A mother/daughter pair of masks are overlayed on the original brightfield image.

Further, if a flourescent channel is available, the pixel intensity of within each cell can also be calculated using the masks segmented on the brightfield images.

Example of Mask R-CNN pipeline output.

Evaluation

We evaluated our pipeline using benchmark data from the Yeast Image Toolkit (YIT) (Versari et al., 2017). On this platform, several exisiting pipelines have been evaluated for their segmentation and tracking performance. We tested our pipeline and that of YeaZ (Dietler et al., 2020) and YeastNet2 (Salem et al., 2021) on several test sets from this platform.

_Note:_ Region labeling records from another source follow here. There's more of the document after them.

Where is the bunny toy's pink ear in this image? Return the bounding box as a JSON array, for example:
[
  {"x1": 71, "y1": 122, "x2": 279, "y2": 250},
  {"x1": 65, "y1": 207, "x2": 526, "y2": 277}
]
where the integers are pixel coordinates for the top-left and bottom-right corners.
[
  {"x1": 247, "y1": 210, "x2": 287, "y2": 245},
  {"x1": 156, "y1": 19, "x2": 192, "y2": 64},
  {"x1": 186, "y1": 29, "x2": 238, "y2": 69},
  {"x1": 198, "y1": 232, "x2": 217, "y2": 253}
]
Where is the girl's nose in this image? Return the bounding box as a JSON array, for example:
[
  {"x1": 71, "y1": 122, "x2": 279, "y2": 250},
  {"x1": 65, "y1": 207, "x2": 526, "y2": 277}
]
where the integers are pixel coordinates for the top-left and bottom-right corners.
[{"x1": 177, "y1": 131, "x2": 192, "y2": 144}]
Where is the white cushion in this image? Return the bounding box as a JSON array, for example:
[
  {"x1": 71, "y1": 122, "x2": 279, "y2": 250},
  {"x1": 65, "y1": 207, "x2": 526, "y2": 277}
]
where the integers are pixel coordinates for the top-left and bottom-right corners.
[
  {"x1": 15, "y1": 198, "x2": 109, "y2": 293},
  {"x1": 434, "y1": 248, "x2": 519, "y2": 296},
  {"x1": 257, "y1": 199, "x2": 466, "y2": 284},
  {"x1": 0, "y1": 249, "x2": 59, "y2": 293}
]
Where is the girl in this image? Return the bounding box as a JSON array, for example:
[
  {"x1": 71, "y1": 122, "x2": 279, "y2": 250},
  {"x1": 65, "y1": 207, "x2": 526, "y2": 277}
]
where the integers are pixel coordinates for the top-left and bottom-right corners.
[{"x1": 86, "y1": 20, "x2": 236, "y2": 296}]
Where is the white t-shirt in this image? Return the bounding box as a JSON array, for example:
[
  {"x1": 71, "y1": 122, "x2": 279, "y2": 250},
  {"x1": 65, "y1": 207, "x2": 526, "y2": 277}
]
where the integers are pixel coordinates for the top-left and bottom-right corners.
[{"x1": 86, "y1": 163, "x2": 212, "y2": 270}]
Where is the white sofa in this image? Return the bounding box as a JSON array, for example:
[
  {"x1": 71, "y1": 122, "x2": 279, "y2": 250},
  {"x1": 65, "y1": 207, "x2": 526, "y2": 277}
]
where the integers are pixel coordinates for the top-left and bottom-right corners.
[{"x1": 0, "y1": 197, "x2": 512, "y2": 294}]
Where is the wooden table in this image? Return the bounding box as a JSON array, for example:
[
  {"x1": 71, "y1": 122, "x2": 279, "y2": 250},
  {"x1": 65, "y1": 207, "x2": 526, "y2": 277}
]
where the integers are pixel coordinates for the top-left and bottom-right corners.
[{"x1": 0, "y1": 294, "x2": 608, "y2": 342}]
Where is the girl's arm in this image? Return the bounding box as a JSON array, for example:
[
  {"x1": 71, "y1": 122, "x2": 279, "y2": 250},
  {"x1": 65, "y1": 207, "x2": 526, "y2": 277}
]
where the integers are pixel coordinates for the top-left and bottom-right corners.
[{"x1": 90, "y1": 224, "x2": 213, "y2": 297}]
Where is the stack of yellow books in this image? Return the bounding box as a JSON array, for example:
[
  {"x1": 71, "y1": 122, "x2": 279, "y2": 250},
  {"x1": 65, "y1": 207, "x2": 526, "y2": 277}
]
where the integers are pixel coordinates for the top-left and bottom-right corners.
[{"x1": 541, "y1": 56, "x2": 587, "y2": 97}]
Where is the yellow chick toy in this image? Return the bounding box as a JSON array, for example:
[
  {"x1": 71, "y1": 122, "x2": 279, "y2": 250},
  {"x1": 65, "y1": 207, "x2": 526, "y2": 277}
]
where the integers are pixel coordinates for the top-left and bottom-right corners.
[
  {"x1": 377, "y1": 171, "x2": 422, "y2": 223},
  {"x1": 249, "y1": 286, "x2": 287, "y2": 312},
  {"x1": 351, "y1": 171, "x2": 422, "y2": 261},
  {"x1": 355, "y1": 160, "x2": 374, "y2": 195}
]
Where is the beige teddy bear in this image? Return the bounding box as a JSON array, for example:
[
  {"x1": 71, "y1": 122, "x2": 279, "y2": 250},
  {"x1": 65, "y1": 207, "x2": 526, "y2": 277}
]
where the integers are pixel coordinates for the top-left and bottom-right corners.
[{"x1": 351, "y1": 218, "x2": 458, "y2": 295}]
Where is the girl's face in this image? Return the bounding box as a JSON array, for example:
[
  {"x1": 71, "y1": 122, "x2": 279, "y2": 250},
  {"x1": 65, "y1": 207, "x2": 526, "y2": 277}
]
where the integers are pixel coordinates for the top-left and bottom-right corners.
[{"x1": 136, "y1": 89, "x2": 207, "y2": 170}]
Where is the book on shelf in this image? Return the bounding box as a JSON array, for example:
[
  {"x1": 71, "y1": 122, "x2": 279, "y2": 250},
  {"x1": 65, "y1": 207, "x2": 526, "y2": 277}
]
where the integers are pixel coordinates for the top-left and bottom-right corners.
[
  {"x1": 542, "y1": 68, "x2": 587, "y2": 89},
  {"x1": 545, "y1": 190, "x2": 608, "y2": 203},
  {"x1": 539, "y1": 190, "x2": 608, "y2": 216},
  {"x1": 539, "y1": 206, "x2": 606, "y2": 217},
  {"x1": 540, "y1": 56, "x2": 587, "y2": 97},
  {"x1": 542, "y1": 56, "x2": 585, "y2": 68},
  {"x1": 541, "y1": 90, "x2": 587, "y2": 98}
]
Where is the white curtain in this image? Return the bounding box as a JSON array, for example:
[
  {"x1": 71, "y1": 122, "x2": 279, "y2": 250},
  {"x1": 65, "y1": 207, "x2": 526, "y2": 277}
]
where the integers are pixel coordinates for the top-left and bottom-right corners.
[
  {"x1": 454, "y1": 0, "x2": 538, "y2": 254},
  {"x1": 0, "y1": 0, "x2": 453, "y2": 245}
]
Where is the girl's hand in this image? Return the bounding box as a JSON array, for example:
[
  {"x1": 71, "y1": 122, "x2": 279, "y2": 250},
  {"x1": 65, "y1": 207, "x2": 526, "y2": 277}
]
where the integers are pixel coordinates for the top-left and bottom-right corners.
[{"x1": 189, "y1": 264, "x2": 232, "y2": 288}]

We chose to compare our pipeline with YeaZ and YeastNet2 because they also use a deep learning CNN, unlike the other pipelines evaluated on YIT.

The YeaZ segmentation and tracking implementation is based on YeaZ-GUI with optimized parameters obtained in this notebook. Additionally, our implementation allows for the use of GPU for the YeaZ pipeline.

The YeastNet2 segmentation and tracking were implemented using the YeaZ-GUI.

We matched the centroids provided in the benchmark ground truth data to the mask outputs for each model. This is slightly different than the way it was done on the evaluation platform of YIT but comparable since they matched centroids of the prediction to the centroids of the ground truth using a maximum distance threshold to count a comparison as a true positive (see their EP for more detail). We then calculated precision, recall, accuracy, and the F1-score.

In the table below, we report the performance metrics for each test set for both YeaZ and our pipeline for comparison.


Segmentation evaluation results from 7 test sets from the YIT. Precision, recall, accuracy, and the F1-score of the performance of our pipeline, YeaZ, and YeastNet2 are reported.
Tracking evaluation results from 7 test sets from the YIT. Precision, recall, accuracy, and the F1-score of the performance of our pipeline, YeaZ, and YeastNet2 are reported.

We further quantitatively evaluated our segmentation accuracy based on IOU and compared it to YeaZ using publicly available annotated ground truth data from the YeaZ group.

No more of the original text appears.